Травма неудачного восстания декабристов, растущее влияние философии истории Гегеля и доминирование эстетики романтизма, которая стала определять восприятие реальности, превратило идею нации (народа) в центральную тему дискуссий российских интеллектуалов 1830-х годов. Постдекабристское поколение интеллектуалов понимало исторический процесс как развертывание жизненных судеб духовно гомогенных наций, а коллективное «национальное тело» — как хранилище внутренней трансцендентной духовности. Тезис о нации как источнике суверенитета теперь трактовался в общефилософском и художественном, а не узком юридическом смысле. Коллективный национальный гений воплощался в выдающихся политиках и людях искусства; он же определял международный статус страны и историческую судьбу народа. Культура романтизма учила не просто угадывать скрытое содержание за внешними формами, но и воспринимать эту сокровенную сущность, доступную только интуиции, как высшую реальность.

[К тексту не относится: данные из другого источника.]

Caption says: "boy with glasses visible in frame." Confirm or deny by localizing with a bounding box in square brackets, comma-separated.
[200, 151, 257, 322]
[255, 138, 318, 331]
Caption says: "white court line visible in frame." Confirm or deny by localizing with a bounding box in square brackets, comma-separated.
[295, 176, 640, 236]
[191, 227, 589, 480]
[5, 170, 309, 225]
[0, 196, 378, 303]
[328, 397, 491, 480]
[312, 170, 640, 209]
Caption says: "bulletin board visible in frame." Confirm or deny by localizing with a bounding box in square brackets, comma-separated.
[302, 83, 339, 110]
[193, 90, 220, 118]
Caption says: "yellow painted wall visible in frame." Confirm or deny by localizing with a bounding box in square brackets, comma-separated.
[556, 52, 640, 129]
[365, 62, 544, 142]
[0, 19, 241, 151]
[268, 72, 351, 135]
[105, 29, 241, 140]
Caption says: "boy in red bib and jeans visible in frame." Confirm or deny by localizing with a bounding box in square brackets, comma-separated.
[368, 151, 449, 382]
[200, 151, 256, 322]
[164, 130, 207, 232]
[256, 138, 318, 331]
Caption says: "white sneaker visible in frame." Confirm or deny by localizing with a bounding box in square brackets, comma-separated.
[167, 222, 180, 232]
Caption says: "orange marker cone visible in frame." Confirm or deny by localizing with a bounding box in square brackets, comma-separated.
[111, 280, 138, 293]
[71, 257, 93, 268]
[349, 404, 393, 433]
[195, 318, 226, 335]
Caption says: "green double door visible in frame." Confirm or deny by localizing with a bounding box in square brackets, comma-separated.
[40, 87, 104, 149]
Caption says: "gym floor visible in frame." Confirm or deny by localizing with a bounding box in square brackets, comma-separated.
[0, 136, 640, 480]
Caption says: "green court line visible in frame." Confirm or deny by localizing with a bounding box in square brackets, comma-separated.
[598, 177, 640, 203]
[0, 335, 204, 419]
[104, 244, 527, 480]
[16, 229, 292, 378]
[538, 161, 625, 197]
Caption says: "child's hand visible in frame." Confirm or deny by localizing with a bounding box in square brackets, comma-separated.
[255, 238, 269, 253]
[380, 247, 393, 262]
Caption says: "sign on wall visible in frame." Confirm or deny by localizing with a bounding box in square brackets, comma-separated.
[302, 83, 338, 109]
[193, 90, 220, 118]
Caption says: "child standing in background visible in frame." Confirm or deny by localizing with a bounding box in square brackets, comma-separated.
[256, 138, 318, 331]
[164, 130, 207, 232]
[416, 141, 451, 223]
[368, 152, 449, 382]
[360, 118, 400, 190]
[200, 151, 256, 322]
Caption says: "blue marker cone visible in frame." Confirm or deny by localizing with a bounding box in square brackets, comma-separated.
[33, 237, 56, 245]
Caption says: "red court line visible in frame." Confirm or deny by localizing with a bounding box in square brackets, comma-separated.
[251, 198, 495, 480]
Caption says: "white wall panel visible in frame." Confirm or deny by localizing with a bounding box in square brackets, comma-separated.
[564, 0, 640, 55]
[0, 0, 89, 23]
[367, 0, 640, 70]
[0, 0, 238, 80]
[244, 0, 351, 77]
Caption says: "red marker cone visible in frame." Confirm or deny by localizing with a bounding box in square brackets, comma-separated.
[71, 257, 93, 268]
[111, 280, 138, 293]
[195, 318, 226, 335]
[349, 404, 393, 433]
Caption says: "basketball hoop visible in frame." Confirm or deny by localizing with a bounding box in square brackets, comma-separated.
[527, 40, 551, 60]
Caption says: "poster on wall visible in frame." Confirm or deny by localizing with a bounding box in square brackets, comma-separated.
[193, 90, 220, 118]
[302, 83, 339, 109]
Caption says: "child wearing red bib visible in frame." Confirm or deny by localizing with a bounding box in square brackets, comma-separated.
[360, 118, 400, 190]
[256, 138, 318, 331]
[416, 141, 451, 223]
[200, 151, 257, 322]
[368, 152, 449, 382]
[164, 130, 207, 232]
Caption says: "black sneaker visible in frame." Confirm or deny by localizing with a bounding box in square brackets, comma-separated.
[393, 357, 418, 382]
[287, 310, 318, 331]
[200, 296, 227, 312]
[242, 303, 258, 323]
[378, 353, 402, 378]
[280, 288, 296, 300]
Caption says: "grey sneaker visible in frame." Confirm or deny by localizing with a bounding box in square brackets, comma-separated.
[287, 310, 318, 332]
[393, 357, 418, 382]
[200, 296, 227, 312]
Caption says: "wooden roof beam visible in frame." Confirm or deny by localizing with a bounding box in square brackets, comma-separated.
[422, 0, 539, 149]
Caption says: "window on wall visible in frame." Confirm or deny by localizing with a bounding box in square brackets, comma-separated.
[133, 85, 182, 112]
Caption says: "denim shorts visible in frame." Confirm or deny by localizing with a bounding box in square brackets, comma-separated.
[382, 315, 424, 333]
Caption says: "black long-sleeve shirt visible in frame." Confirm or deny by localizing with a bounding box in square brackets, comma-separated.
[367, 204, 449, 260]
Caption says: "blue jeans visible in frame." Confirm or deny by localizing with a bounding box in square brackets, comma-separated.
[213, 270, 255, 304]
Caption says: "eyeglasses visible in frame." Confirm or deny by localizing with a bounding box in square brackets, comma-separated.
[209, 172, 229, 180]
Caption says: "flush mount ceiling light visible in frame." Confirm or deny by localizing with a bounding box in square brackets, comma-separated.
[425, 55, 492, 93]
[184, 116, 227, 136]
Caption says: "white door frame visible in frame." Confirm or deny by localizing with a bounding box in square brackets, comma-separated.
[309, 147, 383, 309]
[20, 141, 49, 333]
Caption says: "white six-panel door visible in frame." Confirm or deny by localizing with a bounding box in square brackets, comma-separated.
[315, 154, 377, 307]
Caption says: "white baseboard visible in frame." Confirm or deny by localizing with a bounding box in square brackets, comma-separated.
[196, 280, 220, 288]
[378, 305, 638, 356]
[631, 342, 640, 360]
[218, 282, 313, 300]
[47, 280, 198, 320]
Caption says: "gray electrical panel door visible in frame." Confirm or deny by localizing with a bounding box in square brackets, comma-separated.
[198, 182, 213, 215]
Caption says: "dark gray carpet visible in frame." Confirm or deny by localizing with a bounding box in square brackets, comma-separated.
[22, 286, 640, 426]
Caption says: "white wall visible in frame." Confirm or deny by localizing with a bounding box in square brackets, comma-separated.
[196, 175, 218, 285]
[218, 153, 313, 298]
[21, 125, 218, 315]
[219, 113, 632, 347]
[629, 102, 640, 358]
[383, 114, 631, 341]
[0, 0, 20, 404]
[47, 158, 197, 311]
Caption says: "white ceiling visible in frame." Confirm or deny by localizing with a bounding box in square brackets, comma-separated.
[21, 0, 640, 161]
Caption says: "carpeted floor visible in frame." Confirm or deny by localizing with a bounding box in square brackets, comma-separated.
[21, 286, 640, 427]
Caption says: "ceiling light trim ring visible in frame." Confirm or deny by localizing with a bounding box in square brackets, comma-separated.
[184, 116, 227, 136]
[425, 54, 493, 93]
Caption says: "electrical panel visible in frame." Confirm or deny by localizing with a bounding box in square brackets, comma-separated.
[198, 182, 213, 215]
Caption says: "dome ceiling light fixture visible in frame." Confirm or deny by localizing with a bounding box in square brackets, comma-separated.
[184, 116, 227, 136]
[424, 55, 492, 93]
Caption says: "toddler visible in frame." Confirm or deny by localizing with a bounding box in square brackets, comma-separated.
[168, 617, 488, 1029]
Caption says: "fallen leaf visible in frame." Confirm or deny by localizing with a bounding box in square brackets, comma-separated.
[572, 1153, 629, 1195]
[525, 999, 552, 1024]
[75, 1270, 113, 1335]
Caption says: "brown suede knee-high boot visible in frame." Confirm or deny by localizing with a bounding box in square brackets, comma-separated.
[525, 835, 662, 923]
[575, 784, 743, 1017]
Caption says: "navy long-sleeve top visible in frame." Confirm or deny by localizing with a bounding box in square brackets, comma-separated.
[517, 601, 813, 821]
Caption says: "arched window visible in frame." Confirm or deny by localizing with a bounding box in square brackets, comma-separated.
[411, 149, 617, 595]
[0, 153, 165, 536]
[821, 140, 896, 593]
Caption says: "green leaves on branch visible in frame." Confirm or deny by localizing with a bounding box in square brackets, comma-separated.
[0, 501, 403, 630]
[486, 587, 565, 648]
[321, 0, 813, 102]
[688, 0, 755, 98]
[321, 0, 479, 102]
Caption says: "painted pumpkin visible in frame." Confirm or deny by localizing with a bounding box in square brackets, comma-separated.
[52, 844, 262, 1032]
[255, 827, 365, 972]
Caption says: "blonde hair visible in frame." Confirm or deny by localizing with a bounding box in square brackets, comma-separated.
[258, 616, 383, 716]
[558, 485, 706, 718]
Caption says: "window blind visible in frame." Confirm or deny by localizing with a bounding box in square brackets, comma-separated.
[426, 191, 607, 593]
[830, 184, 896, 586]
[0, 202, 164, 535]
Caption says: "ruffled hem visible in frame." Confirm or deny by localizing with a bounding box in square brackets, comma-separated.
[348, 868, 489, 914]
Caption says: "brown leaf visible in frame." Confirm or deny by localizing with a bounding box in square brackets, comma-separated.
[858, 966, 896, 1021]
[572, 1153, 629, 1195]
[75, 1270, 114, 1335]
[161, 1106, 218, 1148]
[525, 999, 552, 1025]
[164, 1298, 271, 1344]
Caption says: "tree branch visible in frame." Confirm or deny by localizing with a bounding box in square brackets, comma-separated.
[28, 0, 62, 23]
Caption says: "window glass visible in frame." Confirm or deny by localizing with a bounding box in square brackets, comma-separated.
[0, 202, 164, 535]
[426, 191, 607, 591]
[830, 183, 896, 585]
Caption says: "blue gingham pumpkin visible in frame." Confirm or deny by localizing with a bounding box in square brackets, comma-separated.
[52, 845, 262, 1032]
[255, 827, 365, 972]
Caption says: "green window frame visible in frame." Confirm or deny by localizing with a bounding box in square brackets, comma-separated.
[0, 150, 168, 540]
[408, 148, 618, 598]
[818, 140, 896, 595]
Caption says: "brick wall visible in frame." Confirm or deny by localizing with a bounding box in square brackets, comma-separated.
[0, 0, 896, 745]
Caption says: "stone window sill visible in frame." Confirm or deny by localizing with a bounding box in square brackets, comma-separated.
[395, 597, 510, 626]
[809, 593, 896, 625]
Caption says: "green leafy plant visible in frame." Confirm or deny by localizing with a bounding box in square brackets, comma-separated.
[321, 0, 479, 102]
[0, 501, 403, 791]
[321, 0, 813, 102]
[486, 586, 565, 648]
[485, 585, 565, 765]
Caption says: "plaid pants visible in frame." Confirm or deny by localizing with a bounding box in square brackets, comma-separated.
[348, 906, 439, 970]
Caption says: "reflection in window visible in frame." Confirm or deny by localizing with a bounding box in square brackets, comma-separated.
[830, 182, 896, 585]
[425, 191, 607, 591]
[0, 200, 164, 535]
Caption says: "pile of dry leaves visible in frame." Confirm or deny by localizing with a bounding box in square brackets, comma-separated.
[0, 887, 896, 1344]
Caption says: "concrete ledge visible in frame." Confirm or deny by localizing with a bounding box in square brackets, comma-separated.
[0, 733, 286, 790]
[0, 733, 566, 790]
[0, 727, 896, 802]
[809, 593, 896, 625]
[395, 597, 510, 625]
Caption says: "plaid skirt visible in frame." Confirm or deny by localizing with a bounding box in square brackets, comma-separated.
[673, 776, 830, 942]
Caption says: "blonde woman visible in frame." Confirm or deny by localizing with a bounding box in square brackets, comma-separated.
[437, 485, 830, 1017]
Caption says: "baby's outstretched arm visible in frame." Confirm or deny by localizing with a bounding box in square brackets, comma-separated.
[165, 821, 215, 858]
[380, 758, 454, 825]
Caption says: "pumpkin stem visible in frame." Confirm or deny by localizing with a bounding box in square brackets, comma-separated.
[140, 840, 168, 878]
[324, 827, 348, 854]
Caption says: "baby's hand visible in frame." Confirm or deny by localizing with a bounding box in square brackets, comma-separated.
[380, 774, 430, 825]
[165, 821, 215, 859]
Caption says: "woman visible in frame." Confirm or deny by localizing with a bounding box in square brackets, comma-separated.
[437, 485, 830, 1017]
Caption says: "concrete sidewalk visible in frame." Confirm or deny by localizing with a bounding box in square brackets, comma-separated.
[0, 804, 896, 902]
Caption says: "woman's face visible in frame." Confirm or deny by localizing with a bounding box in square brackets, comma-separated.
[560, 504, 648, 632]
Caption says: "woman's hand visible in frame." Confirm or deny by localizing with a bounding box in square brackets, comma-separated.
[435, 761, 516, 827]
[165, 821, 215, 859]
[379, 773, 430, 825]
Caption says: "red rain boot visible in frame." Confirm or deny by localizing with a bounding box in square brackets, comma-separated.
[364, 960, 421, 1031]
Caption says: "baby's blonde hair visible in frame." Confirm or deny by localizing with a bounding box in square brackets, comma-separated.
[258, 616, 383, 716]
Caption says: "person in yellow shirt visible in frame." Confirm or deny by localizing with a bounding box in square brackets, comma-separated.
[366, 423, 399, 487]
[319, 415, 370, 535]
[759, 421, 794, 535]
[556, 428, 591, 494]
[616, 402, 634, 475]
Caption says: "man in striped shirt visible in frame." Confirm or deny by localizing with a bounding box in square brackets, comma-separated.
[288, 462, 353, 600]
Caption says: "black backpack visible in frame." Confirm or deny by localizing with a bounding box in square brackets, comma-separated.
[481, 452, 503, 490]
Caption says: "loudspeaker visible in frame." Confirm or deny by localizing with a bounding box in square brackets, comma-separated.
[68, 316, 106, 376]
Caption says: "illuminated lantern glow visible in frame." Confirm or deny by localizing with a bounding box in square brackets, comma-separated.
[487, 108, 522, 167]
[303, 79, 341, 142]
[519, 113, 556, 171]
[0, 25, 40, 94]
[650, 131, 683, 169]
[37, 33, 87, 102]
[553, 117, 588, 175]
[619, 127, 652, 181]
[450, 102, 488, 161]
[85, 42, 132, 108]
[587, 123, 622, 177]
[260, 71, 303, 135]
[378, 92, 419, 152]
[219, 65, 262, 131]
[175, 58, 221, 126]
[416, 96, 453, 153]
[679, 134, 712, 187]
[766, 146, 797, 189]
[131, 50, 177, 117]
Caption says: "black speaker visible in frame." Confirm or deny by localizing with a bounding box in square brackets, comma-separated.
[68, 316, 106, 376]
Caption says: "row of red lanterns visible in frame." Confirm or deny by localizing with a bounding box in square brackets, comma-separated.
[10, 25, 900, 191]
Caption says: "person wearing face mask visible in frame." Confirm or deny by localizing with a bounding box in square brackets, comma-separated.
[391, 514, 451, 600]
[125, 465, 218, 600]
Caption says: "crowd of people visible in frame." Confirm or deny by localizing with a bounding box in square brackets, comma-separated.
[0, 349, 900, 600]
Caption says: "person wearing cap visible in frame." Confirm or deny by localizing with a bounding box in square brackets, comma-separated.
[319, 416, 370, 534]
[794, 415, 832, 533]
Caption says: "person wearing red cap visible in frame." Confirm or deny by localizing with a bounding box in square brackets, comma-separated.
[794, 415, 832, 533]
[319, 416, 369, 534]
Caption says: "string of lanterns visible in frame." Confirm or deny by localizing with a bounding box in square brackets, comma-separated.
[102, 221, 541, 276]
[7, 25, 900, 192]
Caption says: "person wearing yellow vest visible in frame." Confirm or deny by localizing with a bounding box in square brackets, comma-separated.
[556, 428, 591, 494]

Этот концептуальный переворот имел еще одно важное последствие. С точки зрения теоретиков народного суверенитета XVIII в., «национальность» разных представителей народа не имела значения, речь шла о населении как таковом и его коллективных правах. По инерции, эта «этническая слепота» сохранилась и в рассуждениях о нации первой четверти XIX в., что привело к непредвиденным последствиям, коль скоро сам «народ» начал восприниматься в этноконфессиональном смысле. Для разговора о народе в культурно-историческом смысле (отличном от прежнего юридического) использовали историческое и многозначное понятие «русские». Для русскоязычной образованной элиты России «народ» автоматически стал обозначать «русский народ», а Российская империя — государство русских. Никакой самоочевидной «русскости» не существовало, поэтому «свое» социальное пространство, с крайне размытыми границами, просто стали стихийно обозначать как «русское»: современный «российский» литературный язык, православное христианство, крепостных в своих поместьях, привычную кухню. Рутина государственных институтов и тяготы службы «своими» не признавались, и «русскими» их называть не спешили. Император во главе освободительной войны 1812 г. представлялся «русским царем», а в качестве главного чиновника современного бюрократического государства уже воспринимался отчужденно. Таким образом, удалось частично «одомашнить» империю, которая изначально воспринималась как одинаково чужая и чуждая для всех. То, что не удалось — прежде всего, современные социальные институты, включая государство — автоматически маркировалось как «нерусское». Так возник миф о глубоком расколе внутри российского общества в результате политики Петра I, положившем начало культурному и социальному отчуждению «европеизированной» элиты от сохранившего истинную «национальную душу» простого народа.